Three Better Ideas Than a Vacant Storefront Tax for San Francisco

By guest author Cathy Reisenwitz
March 27, 2019

This month the San Francisco Board of Supervisors voted unanimously to force SF commercial building owners to register their vacant storefronts with the city’s Department of Building Inspection and pay a $711 annual registration fee.

This tax is unlikely to solve the problem it’s intended to solve. It also further complicates the tax code, which creates opportunities for manipulation by incumbents for rent-seeking. And it’s a boon to property inspection companies, who owners now have to pay yearly to inspect their properties for city code compliance. And it tasks the already backlogged Department of Building Inspection with determining whether the storefronts are vacant due to speculation or legitimate reasons like mandatory seismic retrofitting.

If we actually want to reduce commercial vacancies, we should look at more cooperative, effective solutions.

Legislation author Supervisor Sandra Lee Fewer wants to punish property owners who let their properties sit vacant while they wait for rents to go up and encourage them to rent them out instead.

“When you have commercial property owners holding multiple storefronts vacant for long periods of time, that hurts all the other small businesses in the area who rely on a vibrant commercial corridor to attract customers,” Fewer said.

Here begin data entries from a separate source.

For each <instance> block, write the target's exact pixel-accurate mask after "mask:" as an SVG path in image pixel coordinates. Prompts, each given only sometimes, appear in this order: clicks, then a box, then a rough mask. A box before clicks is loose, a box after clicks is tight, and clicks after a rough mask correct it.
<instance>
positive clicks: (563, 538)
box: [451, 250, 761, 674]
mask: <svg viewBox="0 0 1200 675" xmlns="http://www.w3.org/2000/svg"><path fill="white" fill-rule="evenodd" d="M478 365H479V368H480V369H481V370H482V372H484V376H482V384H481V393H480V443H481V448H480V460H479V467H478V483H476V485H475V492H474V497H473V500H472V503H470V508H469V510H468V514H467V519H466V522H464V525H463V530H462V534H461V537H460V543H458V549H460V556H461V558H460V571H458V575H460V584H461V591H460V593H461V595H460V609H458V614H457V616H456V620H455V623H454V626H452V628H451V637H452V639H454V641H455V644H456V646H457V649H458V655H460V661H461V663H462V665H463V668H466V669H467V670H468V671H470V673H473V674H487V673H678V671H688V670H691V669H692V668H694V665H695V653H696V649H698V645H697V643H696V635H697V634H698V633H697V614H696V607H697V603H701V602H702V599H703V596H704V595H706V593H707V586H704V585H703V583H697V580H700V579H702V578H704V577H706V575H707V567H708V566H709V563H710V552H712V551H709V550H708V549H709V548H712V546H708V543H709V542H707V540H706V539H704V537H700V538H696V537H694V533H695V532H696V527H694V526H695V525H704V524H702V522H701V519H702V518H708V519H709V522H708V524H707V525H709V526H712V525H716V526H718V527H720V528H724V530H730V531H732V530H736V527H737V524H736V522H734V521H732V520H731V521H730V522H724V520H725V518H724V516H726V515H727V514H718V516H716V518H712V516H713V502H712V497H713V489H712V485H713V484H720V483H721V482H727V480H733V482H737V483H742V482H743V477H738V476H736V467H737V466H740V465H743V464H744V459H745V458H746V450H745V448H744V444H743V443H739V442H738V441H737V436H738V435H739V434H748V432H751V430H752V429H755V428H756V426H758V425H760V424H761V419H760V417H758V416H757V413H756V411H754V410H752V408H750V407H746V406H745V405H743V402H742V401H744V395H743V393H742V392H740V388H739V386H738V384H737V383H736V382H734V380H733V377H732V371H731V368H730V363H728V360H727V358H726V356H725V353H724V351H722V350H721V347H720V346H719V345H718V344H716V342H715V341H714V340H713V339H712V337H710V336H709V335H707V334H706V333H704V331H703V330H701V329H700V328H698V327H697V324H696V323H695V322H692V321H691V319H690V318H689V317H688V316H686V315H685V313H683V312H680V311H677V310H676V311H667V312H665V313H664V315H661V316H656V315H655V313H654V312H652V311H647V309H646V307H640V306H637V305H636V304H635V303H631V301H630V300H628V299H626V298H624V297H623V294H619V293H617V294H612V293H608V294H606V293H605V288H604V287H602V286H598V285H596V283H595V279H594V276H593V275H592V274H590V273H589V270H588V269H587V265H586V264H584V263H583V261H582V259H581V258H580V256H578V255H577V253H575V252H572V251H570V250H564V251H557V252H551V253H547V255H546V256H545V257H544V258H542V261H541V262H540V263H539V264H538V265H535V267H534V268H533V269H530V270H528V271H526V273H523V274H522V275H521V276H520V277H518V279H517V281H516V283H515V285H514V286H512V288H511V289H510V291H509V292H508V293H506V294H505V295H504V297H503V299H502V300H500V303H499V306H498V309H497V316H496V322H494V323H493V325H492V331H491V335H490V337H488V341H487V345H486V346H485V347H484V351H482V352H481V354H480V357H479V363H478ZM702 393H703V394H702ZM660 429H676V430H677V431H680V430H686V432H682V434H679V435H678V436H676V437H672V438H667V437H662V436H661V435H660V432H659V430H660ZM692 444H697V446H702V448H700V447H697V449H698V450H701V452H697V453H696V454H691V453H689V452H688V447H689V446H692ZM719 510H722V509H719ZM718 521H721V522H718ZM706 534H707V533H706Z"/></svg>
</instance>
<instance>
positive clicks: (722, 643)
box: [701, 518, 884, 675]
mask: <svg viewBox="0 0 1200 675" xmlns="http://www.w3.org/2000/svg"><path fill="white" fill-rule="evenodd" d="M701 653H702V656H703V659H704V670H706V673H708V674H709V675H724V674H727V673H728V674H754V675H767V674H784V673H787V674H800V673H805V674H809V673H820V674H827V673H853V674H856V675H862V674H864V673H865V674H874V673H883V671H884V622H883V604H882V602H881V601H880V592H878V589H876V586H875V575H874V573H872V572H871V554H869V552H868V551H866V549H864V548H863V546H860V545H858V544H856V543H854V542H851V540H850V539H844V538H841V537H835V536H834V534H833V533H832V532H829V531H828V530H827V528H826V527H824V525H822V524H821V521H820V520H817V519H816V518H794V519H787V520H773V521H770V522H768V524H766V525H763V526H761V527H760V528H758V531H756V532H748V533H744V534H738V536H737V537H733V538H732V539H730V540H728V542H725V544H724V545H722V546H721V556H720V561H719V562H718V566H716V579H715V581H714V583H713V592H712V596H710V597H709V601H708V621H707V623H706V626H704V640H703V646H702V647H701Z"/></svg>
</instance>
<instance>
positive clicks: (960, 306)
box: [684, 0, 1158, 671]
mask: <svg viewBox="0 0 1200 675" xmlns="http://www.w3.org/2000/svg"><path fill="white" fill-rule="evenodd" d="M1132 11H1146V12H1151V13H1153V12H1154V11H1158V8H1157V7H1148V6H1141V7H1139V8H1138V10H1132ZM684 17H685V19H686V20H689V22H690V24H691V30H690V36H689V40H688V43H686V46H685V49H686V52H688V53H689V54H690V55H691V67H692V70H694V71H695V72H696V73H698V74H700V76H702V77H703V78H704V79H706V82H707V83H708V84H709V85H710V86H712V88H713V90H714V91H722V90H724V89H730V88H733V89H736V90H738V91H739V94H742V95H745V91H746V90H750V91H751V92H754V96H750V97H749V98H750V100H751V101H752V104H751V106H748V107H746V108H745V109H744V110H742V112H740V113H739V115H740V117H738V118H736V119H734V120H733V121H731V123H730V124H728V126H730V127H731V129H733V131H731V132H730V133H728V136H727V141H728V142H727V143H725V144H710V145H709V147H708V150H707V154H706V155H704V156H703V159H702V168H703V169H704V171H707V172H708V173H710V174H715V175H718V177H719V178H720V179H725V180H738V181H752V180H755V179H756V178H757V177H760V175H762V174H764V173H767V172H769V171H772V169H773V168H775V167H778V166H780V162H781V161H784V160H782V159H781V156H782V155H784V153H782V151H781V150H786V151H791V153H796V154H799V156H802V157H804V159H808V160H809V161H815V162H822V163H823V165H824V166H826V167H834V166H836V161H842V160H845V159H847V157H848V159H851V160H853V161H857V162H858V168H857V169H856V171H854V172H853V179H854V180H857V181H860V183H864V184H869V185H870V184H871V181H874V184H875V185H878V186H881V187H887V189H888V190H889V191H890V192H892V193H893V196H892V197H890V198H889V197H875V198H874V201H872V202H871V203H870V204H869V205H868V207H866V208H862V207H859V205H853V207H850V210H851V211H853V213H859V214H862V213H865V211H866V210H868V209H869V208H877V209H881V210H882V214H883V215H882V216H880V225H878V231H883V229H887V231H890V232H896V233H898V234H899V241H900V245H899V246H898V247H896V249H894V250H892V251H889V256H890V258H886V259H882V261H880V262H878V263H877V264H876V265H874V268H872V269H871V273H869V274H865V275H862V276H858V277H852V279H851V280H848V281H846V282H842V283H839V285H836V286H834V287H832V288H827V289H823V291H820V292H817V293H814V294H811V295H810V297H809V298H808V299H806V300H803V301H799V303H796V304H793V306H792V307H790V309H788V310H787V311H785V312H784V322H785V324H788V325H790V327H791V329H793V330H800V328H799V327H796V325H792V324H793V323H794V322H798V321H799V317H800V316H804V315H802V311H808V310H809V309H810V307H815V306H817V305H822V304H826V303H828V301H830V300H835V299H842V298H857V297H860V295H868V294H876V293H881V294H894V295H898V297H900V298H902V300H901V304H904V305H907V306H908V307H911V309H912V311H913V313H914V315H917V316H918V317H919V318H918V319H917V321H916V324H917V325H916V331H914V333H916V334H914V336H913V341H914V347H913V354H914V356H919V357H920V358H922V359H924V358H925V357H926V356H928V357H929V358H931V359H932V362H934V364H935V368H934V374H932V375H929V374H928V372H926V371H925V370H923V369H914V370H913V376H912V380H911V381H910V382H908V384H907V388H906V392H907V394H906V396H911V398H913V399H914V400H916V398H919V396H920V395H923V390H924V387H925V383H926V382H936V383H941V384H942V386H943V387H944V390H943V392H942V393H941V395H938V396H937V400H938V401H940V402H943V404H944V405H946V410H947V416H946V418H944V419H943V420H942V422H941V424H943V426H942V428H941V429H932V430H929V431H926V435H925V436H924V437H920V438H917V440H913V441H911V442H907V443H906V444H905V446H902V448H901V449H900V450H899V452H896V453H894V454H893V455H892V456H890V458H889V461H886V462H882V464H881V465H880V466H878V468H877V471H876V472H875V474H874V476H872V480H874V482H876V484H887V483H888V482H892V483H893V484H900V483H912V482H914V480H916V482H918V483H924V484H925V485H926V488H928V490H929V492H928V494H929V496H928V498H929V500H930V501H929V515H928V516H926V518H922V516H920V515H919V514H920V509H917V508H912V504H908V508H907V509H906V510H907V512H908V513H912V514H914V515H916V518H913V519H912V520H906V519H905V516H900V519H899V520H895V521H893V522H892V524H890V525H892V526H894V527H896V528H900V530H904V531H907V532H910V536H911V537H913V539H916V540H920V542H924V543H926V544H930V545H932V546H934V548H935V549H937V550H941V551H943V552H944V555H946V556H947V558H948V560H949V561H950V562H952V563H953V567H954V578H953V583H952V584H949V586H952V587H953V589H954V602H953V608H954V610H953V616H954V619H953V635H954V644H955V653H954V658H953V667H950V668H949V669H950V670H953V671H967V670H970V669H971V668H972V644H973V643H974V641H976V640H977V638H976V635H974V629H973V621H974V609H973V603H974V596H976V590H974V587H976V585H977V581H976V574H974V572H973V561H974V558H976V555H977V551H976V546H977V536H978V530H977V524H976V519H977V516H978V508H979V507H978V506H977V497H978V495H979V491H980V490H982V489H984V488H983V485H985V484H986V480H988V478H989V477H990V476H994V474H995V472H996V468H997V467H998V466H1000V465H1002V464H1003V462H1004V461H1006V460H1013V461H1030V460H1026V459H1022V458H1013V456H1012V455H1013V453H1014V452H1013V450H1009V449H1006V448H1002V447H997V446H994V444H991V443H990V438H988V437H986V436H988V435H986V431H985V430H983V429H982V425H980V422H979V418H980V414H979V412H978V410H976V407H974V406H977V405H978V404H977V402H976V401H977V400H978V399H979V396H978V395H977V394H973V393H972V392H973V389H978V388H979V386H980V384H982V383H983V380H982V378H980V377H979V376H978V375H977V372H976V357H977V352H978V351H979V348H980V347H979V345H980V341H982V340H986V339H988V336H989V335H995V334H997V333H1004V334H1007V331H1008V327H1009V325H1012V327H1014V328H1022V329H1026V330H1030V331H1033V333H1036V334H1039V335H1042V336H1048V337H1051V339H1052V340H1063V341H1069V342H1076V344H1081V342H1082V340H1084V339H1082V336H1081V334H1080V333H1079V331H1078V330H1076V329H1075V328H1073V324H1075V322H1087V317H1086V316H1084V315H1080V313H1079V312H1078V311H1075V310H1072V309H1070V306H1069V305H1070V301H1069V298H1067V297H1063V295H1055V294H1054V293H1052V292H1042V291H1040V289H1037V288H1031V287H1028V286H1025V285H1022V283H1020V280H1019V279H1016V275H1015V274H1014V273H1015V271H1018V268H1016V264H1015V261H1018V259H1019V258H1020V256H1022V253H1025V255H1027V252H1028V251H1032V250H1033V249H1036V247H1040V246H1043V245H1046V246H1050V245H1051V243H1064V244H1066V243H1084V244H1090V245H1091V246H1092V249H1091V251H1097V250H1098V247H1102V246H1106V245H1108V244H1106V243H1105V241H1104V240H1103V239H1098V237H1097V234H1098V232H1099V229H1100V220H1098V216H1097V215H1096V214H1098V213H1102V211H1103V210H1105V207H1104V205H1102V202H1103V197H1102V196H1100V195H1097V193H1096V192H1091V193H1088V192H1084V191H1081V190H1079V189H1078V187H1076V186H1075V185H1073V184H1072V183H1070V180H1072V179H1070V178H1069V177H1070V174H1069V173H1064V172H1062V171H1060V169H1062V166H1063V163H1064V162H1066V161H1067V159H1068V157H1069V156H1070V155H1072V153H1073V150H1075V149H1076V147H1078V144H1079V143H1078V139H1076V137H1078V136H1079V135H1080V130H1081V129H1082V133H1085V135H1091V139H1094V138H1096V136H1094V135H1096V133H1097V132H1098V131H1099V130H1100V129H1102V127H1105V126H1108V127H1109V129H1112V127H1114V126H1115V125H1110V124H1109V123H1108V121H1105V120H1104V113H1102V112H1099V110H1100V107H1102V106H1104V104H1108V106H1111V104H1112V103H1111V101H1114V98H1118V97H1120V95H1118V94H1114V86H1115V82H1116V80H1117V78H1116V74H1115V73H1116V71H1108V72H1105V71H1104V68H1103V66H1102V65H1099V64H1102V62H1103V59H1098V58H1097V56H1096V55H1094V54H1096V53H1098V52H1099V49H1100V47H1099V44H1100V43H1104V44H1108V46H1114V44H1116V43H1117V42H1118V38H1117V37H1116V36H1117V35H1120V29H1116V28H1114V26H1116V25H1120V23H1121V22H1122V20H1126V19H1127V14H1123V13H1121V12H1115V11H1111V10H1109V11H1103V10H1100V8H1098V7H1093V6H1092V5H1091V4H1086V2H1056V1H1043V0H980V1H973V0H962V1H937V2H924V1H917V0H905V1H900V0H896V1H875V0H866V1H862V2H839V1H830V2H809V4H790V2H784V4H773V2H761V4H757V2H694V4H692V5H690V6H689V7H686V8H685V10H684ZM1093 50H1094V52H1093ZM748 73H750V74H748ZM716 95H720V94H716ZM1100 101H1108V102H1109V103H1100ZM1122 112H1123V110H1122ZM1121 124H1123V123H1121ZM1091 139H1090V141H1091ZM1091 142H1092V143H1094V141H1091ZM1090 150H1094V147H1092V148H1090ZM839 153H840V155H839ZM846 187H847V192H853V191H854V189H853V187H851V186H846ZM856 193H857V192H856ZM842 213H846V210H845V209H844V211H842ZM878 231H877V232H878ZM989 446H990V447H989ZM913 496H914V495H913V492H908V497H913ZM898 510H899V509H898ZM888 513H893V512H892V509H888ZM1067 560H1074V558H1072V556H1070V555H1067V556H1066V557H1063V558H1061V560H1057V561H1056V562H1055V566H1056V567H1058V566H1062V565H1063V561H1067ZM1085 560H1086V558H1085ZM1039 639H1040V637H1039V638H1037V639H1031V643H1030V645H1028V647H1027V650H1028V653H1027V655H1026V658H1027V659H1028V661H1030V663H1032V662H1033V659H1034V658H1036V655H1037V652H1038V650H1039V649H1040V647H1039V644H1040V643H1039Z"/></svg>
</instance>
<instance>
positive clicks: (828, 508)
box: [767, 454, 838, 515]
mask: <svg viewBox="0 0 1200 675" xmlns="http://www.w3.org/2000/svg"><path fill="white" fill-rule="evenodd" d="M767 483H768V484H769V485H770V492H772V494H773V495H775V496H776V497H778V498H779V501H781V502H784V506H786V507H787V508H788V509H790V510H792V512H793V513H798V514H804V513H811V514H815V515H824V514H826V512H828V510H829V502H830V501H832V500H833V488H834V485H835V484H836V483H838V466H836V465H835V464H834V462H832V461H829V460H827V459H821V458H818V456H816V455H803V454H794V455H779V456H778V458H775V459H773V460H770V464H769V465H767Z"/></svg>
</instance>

But vacancy taxes haven’t worked in other cities. Paris failed to decrease their residential vacancy rate with taxation. Washington, D.C.’s vacancy tax took nearly $10 million from poorly connected landowners in 2016 but didn’t do much to reduce rents or lower the vacancy rate.

Burdening commercial building owners with more taxes and inspection requirements creates loophole opportunities for rent-seeking incumbents. As with most taxes, savvier owners don’t pay.

Many owners file for exemptions or ask for building permits for improvements they will never make. Chris Sandvig, director of policy at the Pittsburgh Community Reinvestment Group told Pew that many owners who are unsure their property values will increase would simply not pay their tax, burdening the city with enforcement.

Vacancy taxes don’t work not least because if making zero income from a valuable asset is the most profitable move for property owners then $711 isn’t going to change that calculus much.

Instead of increasing taxes and inspection requirement, governments should be eliminating the barriers they’ve erected to renting out properties.

That’s what Christian Britschgi suggests in Reason. In a growing city, property owners rent their buildings before developers build competing units. Only in a city where property owners can count on no new buildings does it make sense to leave them empty. “A more direct response to that would be to simply allow for more development, not to impose another blunt tax on property owners,” Britschgi writes.

Get government out of the way of building new commercial properties, and owners will rush to get their buildings rented out.

Another idea: reform the zoning code. The Golden Gate Restaurant Association backed the tax because they want to see more buildings available to restaurants. “Much of the economic development in the last 10 years has been related to restaurants and other related food businesses,” Gwyneth Borden, executive director of the Golden Gate Restaurant Association wrote. “By having accurate data and hopefully opening up more vacant storefronts, restaurants can continue to be anchors in our neighborhoods.”

But the tax can’t get restaurants into buildings that aren’t zoned for them. A 2018 survey of vacant commercial properties found that nearly 80 percent of SF’s vacant shops are zoned for non-restaurant use. Re-zoning vacant properties for a wider array of uses would make them more profitable to rent while diversifying the types of businesses available to neighborhood residents.

Speaking of neighbors, Corey Smith, deputy director of the Housing Action Coalition offered another, more voluntary solution to retail vacancies: more housing. If we “add housing at all levels of affordability along our commercial corridors,” Smith said, those businesses will have a bigger pool of customers to draw in.

Commercial vacancy is a problem for SF neighborhoods. But the solution isn’t more government. It’s less. Building more units, more housing, and re-zoning buildings for a wider variety of uses are more likely to be effective than this tax and come with far fewer unintended consequences and opportunity for rent-seeking.